The anti-sec group responsible for the compromise describes itself as a "movement dedicated to the eradication of full-disclosure", has also threatened web sites and communities publishing exploits in a full-disclosure fashion.
The message left in the form of an image reads:
"Full-disclosure is the disclosure of exploits publicly - anywhere. The security industry uses full-disclosure to profit and develop scare-tactics to convince people into buying their firewalls, anti-virus software, and auditing services.
Meanwhile, script kiddies copy and paste these exploits and compile them, ready to strike any and all vulnerable servers they can get a hold of. If whitehats were truly about security this stuff would not be published, not even exploits with silly edits to make them slightly unusable."
Whereas this radical -- and illegal -- approach of spreading a philosophy aims to put the spotlight on the full disclosure debate for yet another time, things have greatly changed during the past couple of years, potentially rendering their efforts pointless, at least from the perspective of using zero day exploits for committing cybercrime. The very notion that the well known exploits-repository web sites are the original point of publication for a particular exploit is naive. Case in point - the recent thought to be "zero day" Video ActiveX Control flaw, has been reported to Microsoft over an year ago, but it became an inseparable part of a Chinese-based malware campaign earlier this month.
Moreover, not only did vulnerability markets and market approaches to software vulnerability disclosure greatly improved, but also, the active OTC (over-the-counter) market for vulnerabilities has once again proved that what's a zero day flaw for some, is last month's zero day used by a particular cybercriminal in targeted malware attacks.
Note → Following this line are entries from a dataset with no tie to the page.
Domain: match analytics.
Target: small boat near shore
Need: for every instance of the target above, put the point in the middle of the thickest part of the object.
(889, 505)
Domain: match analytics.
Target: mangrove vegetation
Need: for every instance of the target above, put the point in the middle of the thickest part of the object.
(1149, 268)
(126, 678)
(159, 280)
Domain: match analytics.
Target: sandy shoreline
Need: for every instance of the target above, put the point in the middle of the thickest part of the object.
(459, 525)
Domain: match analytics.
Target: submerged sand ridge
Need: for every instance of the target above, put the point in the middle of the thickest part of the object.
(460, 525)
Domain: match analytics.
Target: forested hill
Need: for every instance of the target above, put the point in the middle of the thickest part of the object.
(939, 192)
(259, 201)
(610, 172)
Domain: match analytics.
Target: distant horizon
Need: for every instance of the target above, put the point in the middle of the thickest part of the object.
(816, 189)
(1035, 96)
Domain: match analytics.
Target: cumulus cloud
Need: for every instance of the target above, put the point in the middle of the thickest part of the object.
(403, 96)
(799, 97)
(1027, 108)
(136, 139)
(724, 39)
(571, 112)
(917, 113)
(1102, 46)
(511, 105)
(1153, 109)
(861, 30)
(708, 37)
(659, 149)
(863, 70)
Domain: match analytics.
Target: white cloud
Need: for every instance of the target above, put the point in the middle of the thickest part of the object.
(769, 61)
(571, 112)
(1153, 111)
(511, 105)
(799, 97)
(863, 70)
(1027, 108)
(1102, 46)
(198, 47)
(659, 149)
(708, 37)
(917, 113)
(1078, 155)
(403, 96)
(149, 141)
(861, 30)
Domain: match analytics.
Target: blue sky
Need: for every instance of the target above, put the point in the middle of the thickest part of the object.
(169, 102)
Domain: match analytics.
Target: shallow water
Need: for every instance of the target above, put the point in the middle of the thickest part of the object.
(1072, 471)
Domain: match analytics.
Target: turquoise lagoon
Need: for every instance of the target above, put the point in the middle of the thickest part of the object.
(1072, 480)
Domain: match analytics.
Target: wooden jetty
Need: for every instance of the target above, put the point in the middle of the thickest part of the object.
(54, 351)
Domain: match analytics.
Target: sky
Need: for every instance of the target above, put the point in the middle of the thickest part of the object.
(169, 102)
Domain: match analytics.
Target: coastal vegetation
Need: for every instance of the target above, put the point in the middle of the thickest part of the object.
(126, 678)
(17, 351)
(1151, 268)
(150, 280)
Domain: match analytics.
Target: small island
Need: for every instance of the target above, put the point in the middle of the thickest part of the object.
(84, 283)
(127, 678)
The anti-sec group also makes a statement in respect to the "script kiddies who copy and paste these exploits and compile them, ready to strike any and all vulnerable servers they can get a hold of." Shouldn't this also be the practice of the people responsible for the security of a particular web property as well, and if exploitation is possible, a patch or alternative mitigation strategy applied as soon as possible? Who's to blame in this case, the lack of self-awareness on behalf of the affected sites ending up as the "low hanging fruit", or the site providing the service that inevitably improves the effectiveness of ethical penetration testing tools if used at the first place?
Ironically, cybecriminals do not need zero day exploits in order to continue efficiently infecting users of compromised web sites due to a simple fact - the end user's host is already using a multitude of outdated and easily exploitable applications, patches for which are available, but haven't been applied. Take Conficker for instance, even through an out-of-band patch was released, a huge percentage of hosts remained unpatched for months to come. The web malware exploitation kits currently in circulating, rely on anything else but zero days in order to successfully infect end users, since their authors embraced a simple fact - that diversification of the exploits set in popular applications increases the probability of infection.
What do you think? Is this one of those black and white situations where full-disclosure should be replaced with responsible disclosure, or is full-disclosure in fact serving the community, especially considering the fact that cybercriminals are efficiently infecting hosts by exploiting already patched and outdated flaws and do not necessarily need a zero day to do so?